MetalWarrior a écrit :J'aimais bien les ouvreuses... c'était le bon temps (ouais, le vieux qui parle d'un temps révolu où les oiseaux chantaient du Bach en sol mineur)...
Tiens, je me suis toujours posé la question: c'était comment en 1954?
je suis étonné que personne n'ait évoqué le prix d'une place de cinéma.
je m'explicationne sous les délais les plus brefs que voici atteints, attention ça suit dans la ligne suivante:
la dernière fois que je suis allé à Paris, la place de cinéma était à 10 euros (bon en même temps c'était sur les Champs Elysés, talalalala, aux champs elysés talalalala). On sors à deux avec sa douce (ou son doux, quoique non, la barbe ça pique), paf: 20 euros (soit le prix du DVD qui sors 6 mois plus tard, ou pour les plus toxicos d'entre nous le prix de 4 paquets de sucettes à cancer).
Du coup généralement quand on va au ciné, c'est que c'est un film qu'on a repéré longtemps avant.
Or, avec des prix plus bas, peut être les gens seraient ils plus enclins à tenter d'autres films au feeling?
Je pense que petit à petit, les spectateurs se hasardent moins à aller voir des films qu'ils ne connaissent pas de peur de perdre 10 € et d'en être déçus.
Et je les comprend! Imaginez le fin esthéte admirateur de "le retour de la suceuse de la mort qui tue" (magnifique film amateur hélas si peu connu) et qui tombe sur le dernier David Lynch. Ah bordel d'anus de Pikachu!
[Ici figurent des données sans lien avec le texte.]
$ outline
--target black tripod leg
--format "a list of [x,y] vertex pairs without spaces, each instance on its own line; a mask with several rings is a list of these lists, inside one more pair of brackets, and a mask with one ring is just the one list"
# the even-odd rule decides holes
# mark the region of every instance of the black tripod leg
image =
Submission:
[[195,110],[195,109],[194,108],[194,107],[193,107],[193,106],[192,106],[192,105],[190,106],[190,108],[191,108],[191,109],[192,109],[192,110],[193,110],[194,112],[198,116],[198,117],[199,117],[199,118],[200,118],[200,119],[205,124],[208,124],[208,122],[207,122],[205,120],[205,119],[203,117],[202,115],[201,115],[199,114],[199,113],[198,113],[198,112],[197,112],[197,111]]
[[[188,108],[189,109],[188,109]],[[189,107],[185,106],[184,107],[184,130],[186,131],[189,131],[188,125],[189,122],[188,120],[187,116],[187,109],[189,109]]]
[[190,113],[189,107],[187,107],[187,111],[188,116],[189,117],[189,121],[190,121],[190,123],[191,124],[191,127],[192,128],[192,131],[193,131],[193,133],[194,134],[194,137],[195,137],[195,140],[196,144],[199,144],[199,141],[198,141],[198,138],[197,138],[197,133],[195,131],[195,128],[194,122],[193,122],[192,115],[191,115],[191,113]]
Avouez que ça fout les boules hein? Et bah du coup voilà on ne l'y reprendra plus.
Plus sérieusement, je dis peut être une connerie, mais j'ai quand même l'impression que le cinéma est de moins en moins ouvert à nos amis miséreux smicards en fin de droits, chômeurs, ou ancien PDG de Vivendi.
"Tiens, je vais faire caca" - Platon.
Et Sartres.
Et Voltaire, Camus, Raffarin, Clara Morgane, Bergson, Debord... pfiou, ça en fait des grands penseurs!